From the Classical Mechanics Lecture Notes by Helmut Haberzettl, we know that in Newtonian Mechanics, the solution to Kepler's problem can be parametrized as a conic section equation $$r(\varphi)=\frac{r_{0}}{1-\varepsilon \cos (\varphi-\Phi)}\tag{1.329}$$ (It seems $\varphi$ and $\phi$ are rendered the same here, so I shall denote $\phi$ by $\Phi$)
In the Newton's cannonball problem, as illustrated below
Setting kinetic energy equal to potential energy gives the escape velocity $v_e$ $$\frac{m}{2} v_{\mathrm{e}}^{2}=\frac{\alpha}{r_{0}} \Rightarrow v_{\mathrm{e}}=\sqrt{\frac{2 G m_{E}}{r_{0}}} \quad \text { for } \quad \alpha=G m m_{E}\tag{1.350}$$ and hence $$\alpha=\frac{m}{2} v_{\mathrm{e}}^{2} r_{0} \quad \text { and } \quad \ell=r_{0}\left(m v_{\perp}\right)=m r_{0} v_{0} \sin \beta\tag{1.351}$$ where $\ell$ is the magnitude of the angular momentum.
The eccentricity is given by $$\varepsilon=\sqrt{1+\frac{2 \ell^{2}}{m \alpha^{2}} E}=\sqrt{1+4 \sin ^{2} \beta\left(\frac{v_{0}}{v_{\mathrm{e}}}\right)^{2}\left[\left(\frac{v_{0}}{v_{\mathrm{e}}}\right)^{2}-1\right]}\tag{1.327 & 1.352}$$ and, by the quadratic equation, we have
$$\left(\frac{v_{0}}{v_{\mathrm{e}}}\right)^{2}=\frac{1}{2}-s \frac{\sqrt{\varepsilon^{2}-\cos ^{2} \beta}}{2 \sin \beta}\tag{1.353}$$ for which $s=\pm 1$ depending on $\beta>\pi/2$ or $\beta<\pi/2$ respectively.
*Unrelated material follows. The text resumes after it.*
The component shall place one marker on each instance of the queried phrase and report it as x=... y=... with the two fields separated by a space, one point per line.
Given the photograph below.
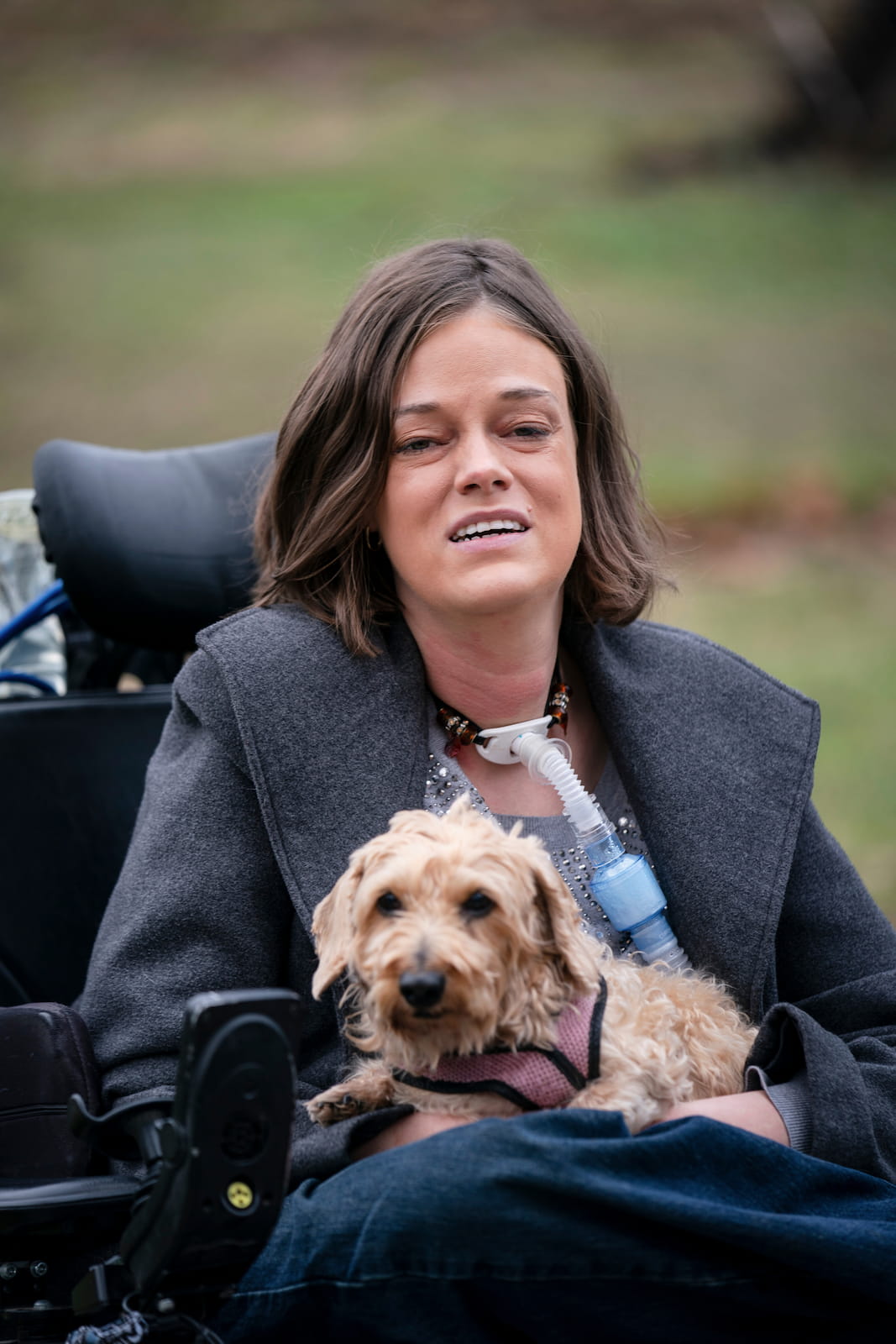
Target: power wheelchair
x=148 y=548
Now the books says, from the preceding results, $(1.329)$ can be rewritten as $$\frac{r_{0}}{r}=\left(\frac{v_{\mathrm{e}}}{v_{0}}\right)^{2} \frac{1-\varepsilon \cos (\varphi-\Phi)}{2 \sin ^{2} \beta}\tag{1.355}$$
I am not sure how this follows from the above discussion. Since if we merely rearrange $(1.329)$, we would get something like $r_0/r=1-\varepsilon\cos(\varphi-\Phi)$, I wonder how the additional factor $\left(\frac{v_{\mathrm{e}}}{v_{0}}\right)^{2} \frac{1}{2 \sin ^{2} \beta}$ arises in $(1.355)$.